JP5514231B2 - Heterojunction field effect transistor - Google Patents

Description

  The present invention relates to a heterojunction field effect transistor made of a nitride semiconductor.

  Nitride semiconductors typified by GaN have characteristics such as high breakdown field strength, high thermal conductivity, and high saturation electron velocity, and are expected to be applied to high-frequency power devices, switching elements, and the like. The crystal growth of the nitride semiconductor is performed by metal organic chemical vapor deposition (MOCVD) or molecular beam epitaxy (MBF).

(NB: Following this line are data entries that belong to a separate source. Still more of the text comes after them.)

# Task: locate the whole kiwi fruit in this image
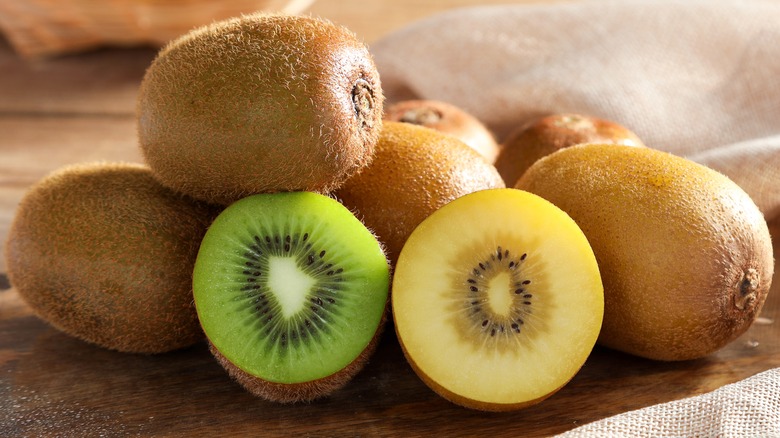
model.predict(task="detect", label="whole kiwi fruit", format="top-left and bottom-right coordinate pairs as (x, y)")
top-left (335, 121), bottom-right (505, 266)
top-left (384, 99), bottom-right (501, 163)
top-left (4, 162), bottom-right (218, 353)
top-left (495, 113), bottom-right (644, 187)
top-left (137, 13), bottom-right (384, 205)
top-left (516, 144), bottom-right (774, 361)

  FIG. 6 is a cross-sectional view showing a conventional heterojunction field effect transistor (see Non-Patent Document 1, for example). As shown in the figure, a nucleation layer 2 is formed on a substrate 1 made of sapphire, SiC, Si or the like. The nucleation layer 2 is formed according to the type of the substrate 1. When the substrate 1 is made of sapphire, the substrate 1 is once cleaned in a hydrogen atmosphere at 1000 ° C. or higher, and then the substrate temperature is lowered to 400 to 700 ° C. When GaN or AlN is formed and the substrate 1 is made of SiC or Si, the substrate 1 is cleaned in a hydrogen atmosphere at 1000 ° C. or higher, and then the substrate temperature is raised to 1000 ° C. or higher to form AlN or AlGaN. A buffer layer 3 made of undoped GaN is formed on the nucleation layer 2, and a barrier layer 4 made of undoped AlGaN is formed on the buffer layer 3. Further, the source electrode 5 and the drain electrode 6 are formed on the barrier layer 4 by ohmic junction, the gate electrode 7 is formed on the barrier layer 4 by Schottky junction, and the source electrode 5 and the drain electrode 6 are connected to the gate electrode 7. Further, they are arranged at a predetermined interval.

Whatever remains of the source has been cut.